Podium declined to share more.
Alex Wilhelm writes, “The lack of hard financial results makes Podium’s upcoming IPO all the more curious.”
“Given that we’re going to see the results for the podium’s current performance inside its final S-1 filing, why not tell us now?”
A wave of LatAm fintech is laying new global commerce rails
To better serve consumers who use at least 14 different currencies, online merchants in Latin America are building innovative, robust fintech infrastructure that is benefitting global brands and SMEs.
“The key to increasing market share and loyalty for global merchants and service providers is eliminating the friction associated with the payment and online shopping experience,” writes EBANX CEO Joao del Valle.
“In practice, consumers want this process to be ‘thoughtless’ so that there are no barriers to making payments using their preferred methods and to ensure that digital transactions are fast, easy, painless and secure.”
Faster deals, less due diligence: the African startup market mirrors its bigger rivals
African startups have already outgrown all prior years, meaning 2021 is sure to be one for the books, Alex Wilhelm and Anna Heim report for The Exchange.
They found that the situation in Africa looked a lot like it does elsewhere: investors are increasingly trading, and due diligence is often getting worse.
To help decipher the numbers, he spoke to Brian Odiambo, West Africa Director of NovaStar Ventures, and Lexi Nowitske, Managing Partner at Acuity Venture Partners.
Recognition as a Service and the Future of Elective Degrees
Edtech startup Woolf raised a $7.5 million seed round not to offer education options, but to legitimize those options.
“Wolf University is not competing with a cadre of startups offering unaccredited options for education,” writes Natasha Mascarenhas.
“Instead, Woolf wants to make them the customers of the future.”
Big deals are pushing more AI startups into the IPO arena
Alex Wilhelm and Anna Heim unboxed new data from CB Insights on venture capital investments in AI, noting that rising dollar volume and deal volume mean more AI-focused startups are heading to the public markets.

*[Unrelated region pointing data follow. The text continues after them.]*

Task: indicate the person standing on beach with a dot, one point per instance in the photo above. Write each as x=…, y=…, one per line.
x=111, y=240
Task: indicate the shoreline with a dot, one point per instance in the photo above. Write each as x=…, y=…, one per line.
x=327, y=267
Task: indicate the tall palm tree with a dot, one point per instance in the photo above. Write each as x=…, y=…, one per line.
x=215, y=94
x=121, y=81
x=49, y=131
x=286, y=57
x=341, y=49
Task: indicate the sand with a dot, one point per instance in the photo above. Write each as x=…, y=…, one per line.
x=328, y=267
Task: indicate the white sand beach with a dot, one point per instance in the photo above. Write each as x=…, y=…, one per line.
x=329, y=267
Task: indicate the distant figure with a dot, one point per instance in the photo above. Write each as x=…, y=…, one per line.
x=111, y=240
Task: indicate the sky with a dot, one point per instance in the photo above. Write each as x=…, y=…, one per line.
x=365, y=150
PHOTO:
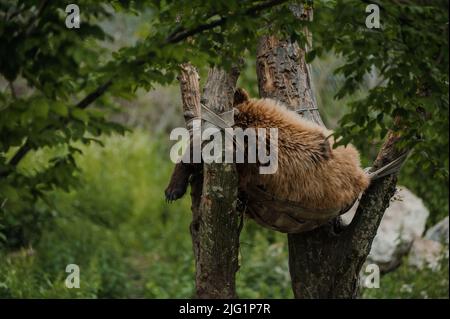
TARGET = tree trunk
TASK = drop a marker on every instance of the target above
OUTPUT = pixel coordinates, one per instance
(216, 223)
(325, 262)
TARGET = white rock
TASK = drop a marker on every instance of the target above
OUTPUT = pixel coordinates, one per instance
(403, 221)
(439, 232)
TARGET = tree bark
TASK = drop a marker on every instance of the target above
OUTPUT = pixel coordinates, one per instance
(216, 222)
(325, 262)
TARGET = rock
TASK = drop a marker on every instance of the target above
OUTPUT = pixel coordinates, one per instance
(439, 232)
(403, 221)
(425, 253)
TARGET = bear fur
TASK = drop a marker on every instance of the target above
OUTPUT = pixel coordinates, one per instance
(310, 171)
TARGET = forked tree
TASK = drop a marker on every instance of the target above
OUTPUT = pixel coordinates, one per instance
(324, 262)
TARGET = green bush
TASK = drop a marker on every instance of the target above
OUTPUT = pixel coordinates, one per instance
(129, 242)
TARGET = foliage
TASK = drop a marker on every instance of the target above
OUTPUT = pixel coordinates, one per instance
(64, 198)
(137, 246)
(409, 57)
(60, 66)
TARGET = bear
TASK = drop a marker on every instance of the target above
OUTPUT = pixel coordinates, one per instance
(311, 172)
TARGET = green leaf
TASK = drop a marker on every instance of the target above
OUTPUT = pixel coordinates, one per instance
(80, 115)
(60, 109)
(40, 108)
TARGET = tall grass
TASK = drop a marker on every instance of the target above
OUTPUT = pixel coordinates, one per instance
(129, 242)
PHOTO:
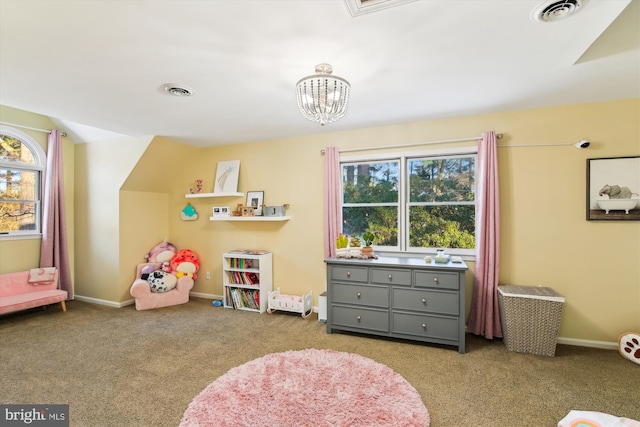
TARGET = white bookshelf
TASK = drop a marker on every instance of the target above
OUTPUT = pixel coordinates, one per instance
(250, 275)
(249, 218)
(207, 195)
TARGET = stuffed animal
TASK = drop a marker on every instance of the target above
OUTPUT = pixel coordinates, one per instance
(162, 252)
(185, 263)
(161, 281)
(629, 346)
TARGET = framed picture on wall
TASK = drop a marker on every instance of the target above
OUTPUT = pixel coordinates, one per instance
(227, 177)
(255, 199)
(613, 188)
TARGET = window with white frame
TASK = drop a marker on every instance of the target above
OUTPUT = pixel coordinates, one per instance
(22, 163)
(412, 203)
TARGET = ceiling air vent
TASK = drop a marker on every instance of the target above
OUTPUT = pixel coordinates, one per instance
(556, 10)
(177, 90)
(362, 7)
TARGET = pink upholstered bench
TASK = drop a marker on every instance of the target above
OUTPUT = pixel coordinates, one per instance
(28, 289)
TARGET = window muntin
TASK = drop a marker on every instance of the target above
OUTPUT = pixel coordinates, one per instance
(441, 207)
(370, 200)
(21, 166)
(412, 203)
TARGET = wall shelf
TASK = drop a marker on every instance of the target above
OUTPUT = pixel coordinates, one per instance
(249, 218)
(203, 195)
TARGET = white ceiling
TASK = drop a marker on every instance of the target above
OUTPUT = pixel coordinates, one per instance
(91, 64)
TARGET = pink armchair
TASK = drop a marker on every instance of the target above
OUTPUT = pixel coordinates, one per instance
(145, 299)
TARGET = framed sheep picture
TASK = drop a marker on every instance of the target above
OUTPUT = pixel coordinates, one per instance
(613, 188)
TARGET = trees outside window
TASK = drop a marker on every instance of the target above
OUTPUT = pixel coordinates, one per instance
(21, 165)
(412, 204)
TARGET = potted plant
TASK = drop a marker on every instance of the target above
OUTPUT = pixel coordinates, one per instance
(341, 245)
(368, 237)
(354, 247)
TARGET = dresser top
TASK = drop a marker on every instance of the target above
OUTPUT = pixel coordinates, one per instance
(393, 261)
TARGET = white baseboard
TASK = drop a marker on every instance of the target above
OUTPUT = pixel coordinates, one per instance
(103, 301)
(568, 341)
(588, 343)
(205, 296)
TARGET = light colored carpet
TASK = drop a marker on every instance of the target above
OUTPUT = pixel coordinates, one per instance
(309, 388)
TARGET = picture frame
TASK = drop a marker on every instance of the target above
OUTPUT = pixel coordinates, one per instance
(255, 199)
(227, 174)
(613, 184)
(221, 211)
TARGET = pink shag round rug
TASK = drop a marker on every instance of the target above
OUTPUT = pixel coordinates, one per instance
(308, 388)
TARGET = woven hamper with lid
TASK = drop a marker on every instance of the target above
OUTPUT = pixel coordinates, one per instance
(530, 318)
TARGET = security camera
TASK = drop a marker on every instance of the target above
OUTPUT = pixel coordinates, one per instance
(583, 143)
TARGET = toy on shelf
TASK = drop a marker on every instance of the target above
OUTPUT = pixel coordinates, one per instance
(198, 189)
(293, 303)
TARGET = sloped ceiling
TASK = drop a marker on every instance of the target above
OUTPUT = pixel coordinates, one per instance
(99, 65)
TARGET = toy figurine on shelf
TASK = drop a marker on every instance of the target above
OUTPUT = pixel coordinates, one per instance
(198, 189)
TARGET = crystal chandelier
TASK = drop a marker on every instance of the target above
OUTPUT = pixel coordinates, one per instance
(322, 97)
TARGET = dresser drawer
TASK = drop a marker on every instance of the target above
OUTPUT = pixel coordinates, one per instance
(362, 318)
(377, 296)
(389, 276)
(425, 326)
(436, 279)
(443, 302)
(350, 274)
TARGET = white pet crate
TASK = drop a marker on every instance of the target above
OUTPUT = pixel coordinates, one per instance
(293, 303)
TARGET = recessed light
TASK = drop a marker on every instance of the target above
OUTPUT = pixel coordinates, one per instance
(177, 90)
(555, 10)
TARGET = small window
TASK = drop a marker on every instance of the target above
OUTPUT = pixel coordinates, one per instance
(22, 163)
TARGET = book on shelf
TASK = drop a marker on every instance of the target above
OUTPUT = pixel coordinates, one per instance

They leaned on Jay Das, partner at Sapphire Ventures and Rudina Cesseri, partner at GlassSwing Ventures, to help decipher the numbers.
“If you raise a total of $100 million, in a single shot, investors are betting on an exit north of $1 billion, and hopefully much larger,” wrote Anna and Alex.
“Most of those companies will need to power their own exits, rather than seek a soft corporate landing.”
Microsoft’s transition to the cloud is a lesson in corporate growth
It’s no exaggeration to say that Microsoft’s transition to cloud computing fundamentally changed how the tech giant does business.
“Microsoft wasn’t just asking customers to make this change,” writes Ron Miller. “It also includes massive internal changes to everything from the way you build and distribute software – moving from a waterfall schedule of months and years to an agile place where you can potentially update on a daily basis. Huh.”
Last month, in a Nerdshala session: SaaS, he discussed the transition with Jared Spataro, corporate vice president for Microsoft 365.